Source: UNI/USD, TradingView

A descending triangle formed on Uniswap’s 4-hour chart after the price formed lower highs post record levels. Prices usually tend to break downwards from this pattern on low trading volumes. The Awesome Oscillator showed that momentum rested with the selling side as the red bars rose below the half-line. A fall below the lower trendline could see UNI move towards the $15 mark.
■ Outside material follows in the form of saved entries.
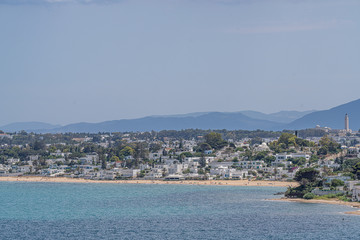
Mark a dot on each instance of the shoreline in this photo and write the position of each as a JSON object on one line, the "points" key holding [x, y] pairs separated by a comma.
{"points": [[330, 201], [253, 183]]}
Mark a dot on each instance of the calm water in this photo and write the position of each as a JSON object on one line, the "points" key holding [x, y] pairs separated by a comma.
{"points": [[112, 211]]}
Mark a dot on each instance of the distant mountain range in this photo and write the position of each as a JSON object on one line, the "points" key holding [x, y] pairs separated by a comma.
{"points": [[246, 120]]}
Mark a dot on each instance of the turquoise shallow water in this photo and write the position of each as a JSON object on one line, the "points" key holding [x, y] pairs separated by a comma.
{"points": [[120, 211]]}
The Stochastic RSI disagreed with the AO and suggested that UNI could be up for some gains after a bullish crossover in the oversold zone. However, a move above the upper trendline was unlikely considering the state of the broader market.

Zcash [ZEC]

Source: ZEC/USD, TradingView

Zcash continued to move within a fixed channel on the 4-hour chart as equilibrium was maintained between the buyers and sellers. The Bollinger Bands also reflected the consolidation as volatility remained low in the market. The MACD line was superimposed on the signal line, reflecting the indecision in the market.

However, a sharp move in either direction could see the market tilt strongly in the favor of the side that enforces the breakout. A bullish scenario could see ZEC move towards the next resistance mark at $138.4. Conversely, a fall could see the price move towards $98.1 support.